Brought up in the film world – he is the son of film producer David Puttnam – Sacha’s earliest musical experience was watching Paul Williams playing the original score for Bugsy Malone on the piano while he was taking his own first piano lessons. Later, he was in the studio as Vangelis created the theme music for the film Chariots of Fire, and Mark Knopfler was working on Local Hero and Cal.

A musician first, Sacha studied classical music and jazz at the Moscow Tchaikovsky Conservatoire and Berklee College of Music before touring the world with bands such as Bush, Muse and Moby. As a composer, he has scored over 25 films for directors such as John Pilger, Robert le Page, Andrea Arnold and John Dryden and numerous radio dramas and podcasts.

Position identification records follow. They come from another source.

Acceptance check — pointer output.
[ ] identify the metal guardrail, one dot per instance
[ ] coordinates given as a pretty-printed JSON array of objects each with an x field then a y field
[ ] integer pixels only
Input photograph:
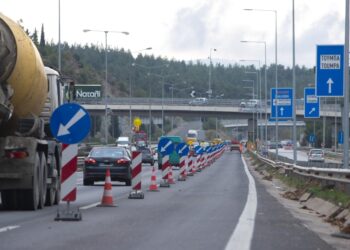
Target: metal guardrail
[{"x": 329, "y": 174}]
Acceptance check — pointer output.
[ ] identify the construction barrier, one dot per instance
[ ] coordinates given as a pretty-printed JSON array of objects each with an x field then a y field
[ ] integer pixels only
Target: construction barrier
[
  {"x": 183, "y": 172},
  {"x": 136, "y": 175},
  {"x": 153, "y": 186},
  {"x": 165, "y": 171},
  {"x": 69, "y": 182}
]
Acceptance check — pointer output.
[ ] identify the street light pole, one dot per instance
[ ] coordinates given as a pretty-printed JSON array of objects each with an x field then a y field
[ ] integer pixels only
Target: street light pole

He also re-works classic film scores, writes and arranges music for rock and pop artists and composes original music for his own projects.

Sacha Puttnam with his Titan

Based in Brentford, Sacha’s studio is equipped with a Titan, a computer and a Neumann U87 microphone running through an Avalon valve compressor and a stereo pair of Neumann K175s.

“I also have a few old friends from over the years, including a Nord lead, Oberheim, Roland JP8000 and Roland JV1080 with patches, a Sheltone portable 49, an Eventide Space, an MPC2000XL and a Yamaha pf85,” he says, adding that the studio also contains a Roland V-Drum Kit, piccolo, flute, clarinet, violin and a wide set of percussion instruments, harmonicas and guitars.

“The bulk of my film and orchestral work is though VSTs,” he explains. “Vienna Symphonic Library (pretty much the full set), Spitfire Audio (again huge and varied libraries), East West libraries and little gems I’ve picked up bit by bit. 8Dio have some lovely stuff, Arturia re-modelled old synths, loops, samples and odds and ends from the scores and tracks I’ve been involved in.”

He decided to buy a Prism Sound interface on the advice of Matt Howe, who Sasha described as ‘a brilliant engineer with golden ears’.

“Matt quite rightly pointed out that if we were going to pay for top musicians on top instruments at top dollar, we should have the top digital/audio converters,” he says. “It made sense so we began to confidently pick rooms for our orchestral sessions rather than studios to record orchestras and the effect was instant. I love the comfort, safety and insulation of studios but somehow, with a special hall, something magic happens with the players, the instruments and the room. The sound blends exquisitely. At that point you need to know you’ve got great audio converters to capture the moments. I’ve been hooked ever since.”

He adds that he’s more than happy with the results and receives unanimously positive comments from his clients, which keeps the phone ringing and keep him happy.

Sacha has recently completed the score for F.U.B.A.R, the movie, which will be released soon and a set of 12 Nocturnes, which will be out in the Autumn. He has also completed a set of 1980’s piano pieces as an homage to the artists and music he grew up with.

“I’ve also invested in a movie album with a full orchestra that features 12 tracks from film composers that have had the most influence on me – and I’ve just finished a piece for a big sporting tournament, which I have to keep under wraps for now.”